To index a local folder from the host, mount it into the container and add it via the API:

```sh
docker run -p 3000:3000 \
  -v trueref-data:/data \
  -v /path/to/my-library:/repos/my-library:ro \
  trueref
```

Then add the mounted path through the web UI or REST API using `/repos/my-library` as the source URL.

## Testing

Run the test suite:

```sh
npm test
```

Run checks:

```sh
npm run check
npm run lint
```

## Available scripts

```sh
npm run dev
npm run build
npm run preview
npm run check
npm run lint
npm run format
npm test
npm run mcp:start
npm run mcp:http
npm run db:push
npm run db:generate
npm run db:migrate
npm run db:studio
```

## Troubleshooting

### `DATABASE_URL is not set`

Export `DATABASE_URL` before starting the app or running any database command.

### MCP server starts but returns no useful results

Check that:

- the web app is running
- `TRUEREF_API_URL` points to the correct base URL
- the target repository has already been indexed

### `Library not found` from `query-docs`

Run `resolve-library-id` first and use the exact returned library ID.

### `Library is currently being indexed`

Wait for the indexing job to finish, then retry the request.

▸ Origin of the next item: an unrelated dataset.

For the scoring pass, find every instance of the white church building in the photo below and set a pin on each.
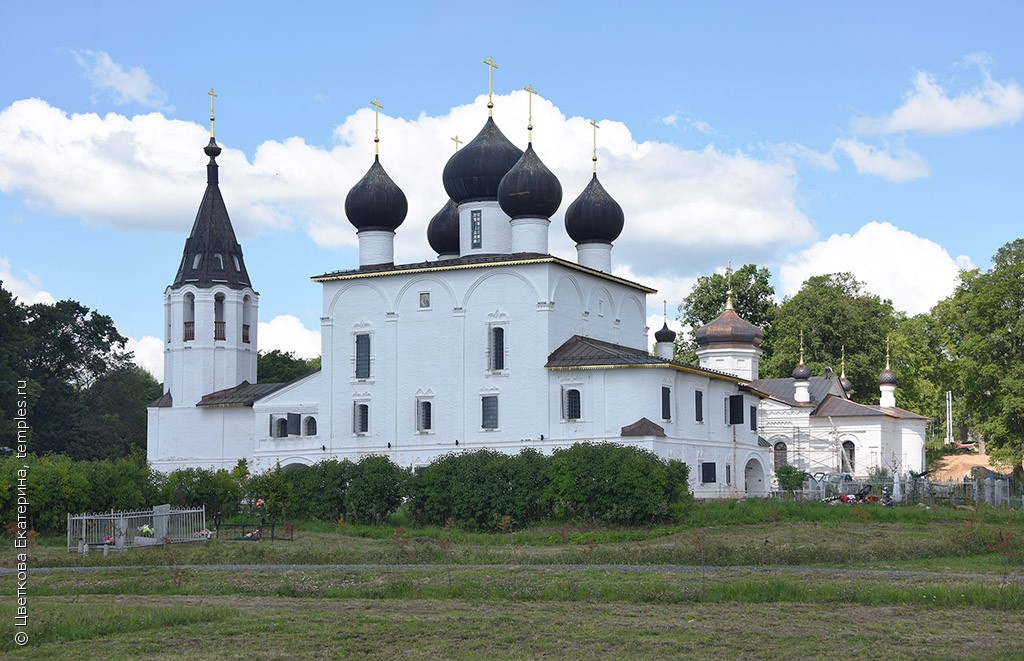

### Search quality is weak

Configure an embedding provider in Settings. Without embeddings, search is keyword-only.

## Security notes

- Treat GitHub tokens and embedding API keys as secrets.
- Prefer user-local or environment-based secret injection over committing credentials to MCP config files.
- Only connect trusted MCP clients and trusted MCP servers.

## License

No license file is included in this repository at the moment.